Я чувствую, что сейчас вот-вот реквизирую смысл моей жизни. Рукописными блажениями святых воспользуюсь как технической документацией благодати, что имеет снизойти до меня. Я дорожу обретенным смыслом жизни не более чем брелком-амулетом, потому что смысл жизни постигается уже тогда, когда больше ничего с такой жизнью сделать нельзя, кроме как выдавить из нее смысл и выбросить прочь. Постичь смысл жизни — это все равно что услышать, что ели у соседей, или подсмотреть чужую любовь. Ни один смысл жизни не заменит самое жизнь. И материализм, и идеализм в этом вопросе лгут одинаково.
Мои пальцы бегут по корешкам книг, точно по клавишам, выбивая ажурную мелодию золотых тиснений.
Стою и задыхаюсь в четырех измерениях, как в четырех герметичных стенах искусственного рая. Наверное, сходное чувство когда-то испытал опекун сатаны, убедившись в том, что его выученик оказался талантливым.
Я хочу уразуметь, почему, имея такую непреодолимую, ненасытную склонность к метафизической подноготной бытия, почему, являясь жизнелюбивым, полноценным, энергичным мужчиной, не чурающимся жизненных соблазнов; избегая пресной пищи и худосочных страстей, имея способность восторгаться и обожать, я тем не менее вменяю себе в вину чудо; я тем не менее тяготею к осмыслению иррационального, надвременного, надпричинного, надматериального?
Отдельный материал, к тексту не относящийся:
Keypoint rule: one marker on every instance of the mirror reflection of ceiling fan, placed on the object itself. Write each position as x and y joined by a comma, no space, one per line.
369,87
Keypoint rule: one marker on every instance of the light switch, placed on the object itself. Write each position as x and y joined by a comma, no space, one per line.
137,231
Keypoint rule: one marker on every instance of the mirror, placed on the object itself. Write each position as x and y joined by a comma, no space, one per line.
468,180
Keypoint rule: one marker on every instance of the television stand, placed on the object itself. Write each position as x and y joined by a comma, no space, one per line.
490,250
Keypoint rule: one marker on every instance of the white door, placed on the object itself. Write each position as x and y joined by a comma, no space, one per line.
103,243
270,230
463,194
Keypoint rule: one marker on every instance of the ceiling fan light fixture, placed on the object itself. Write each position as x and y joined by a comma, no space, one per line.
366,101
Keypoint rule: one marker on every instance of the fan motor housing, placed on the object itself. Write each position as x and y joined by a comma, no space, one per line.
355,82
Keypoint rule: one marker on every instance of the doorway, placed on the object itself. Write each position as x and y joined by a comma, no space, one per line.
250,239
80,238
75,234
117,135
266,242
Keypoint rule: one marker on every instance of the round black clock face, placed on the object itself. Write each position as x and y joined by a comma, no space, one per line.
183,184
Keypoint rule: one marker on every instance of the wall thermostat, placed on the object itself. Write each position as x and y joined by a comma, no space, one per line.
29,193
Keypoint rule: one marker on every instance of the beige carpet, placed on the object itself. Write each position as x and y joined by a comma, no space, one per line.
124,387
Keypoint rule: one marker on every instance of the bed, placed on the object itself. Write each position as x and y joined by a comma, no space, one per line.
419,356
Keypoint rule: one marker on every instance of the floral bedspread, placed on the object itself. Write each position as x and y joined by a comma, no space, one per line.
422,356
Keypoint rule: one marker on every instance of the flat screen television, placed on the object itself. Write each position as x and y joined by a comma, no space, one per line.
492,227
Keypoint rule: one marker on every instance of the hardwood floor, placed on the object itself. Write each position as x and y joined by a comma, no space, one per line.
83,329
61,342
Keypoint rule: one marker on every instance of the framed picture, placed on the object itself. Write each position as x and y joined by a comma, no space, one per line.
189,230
Почему я не просто отдаюсь на поток увлечения по легковерию, весьма свойственному людям, а стремлюсь расчленить непостижимое, рассчитать трансцендентное, утилитаризовать необъяснимое, стать у изголовья вечного?
Я испытал превратности манящего флирта с судьбой, я испытал феерические таинства мистических состояний, вторгаясь в них не астенической душонкой религиозного вырожденца, но подлинно технократическим бесстрашием диверсанта в адских кущах метафизического царства.
Вот они, мои смыслосодержащие книги! И на меня наваливается ком духовной борьбы Джона Баньяна и Льва Толстого, а этика благоговения перед жизнью заставляет вспомнить о наличии усыпальной маски у меня на лице. Экклезиаст представляется материалистически настроенным пессимистом, а Джон Баньян, после некоторых колебаний, беспомощным в духовном отношении человеком. Точно в диковинном артезианском колодце, я скапливаюсь в убеждении физической и психической неполноценности мистиков и святых и сокрушенно взираю на свою здоровость сквозь фигурную призму этих болезненных озарений и сексуальных неполноценностей, препарированных психоаналитическим методом. И точно маститое наказание до востребования, сквозь дебри анестезических откровений сожигающим кнутом на меня набрасываются гекатонны спелых бутонов женской плоти, и богатейшая образная ткань, вышитая безупречными матрицами молитв, начинает кровоточить.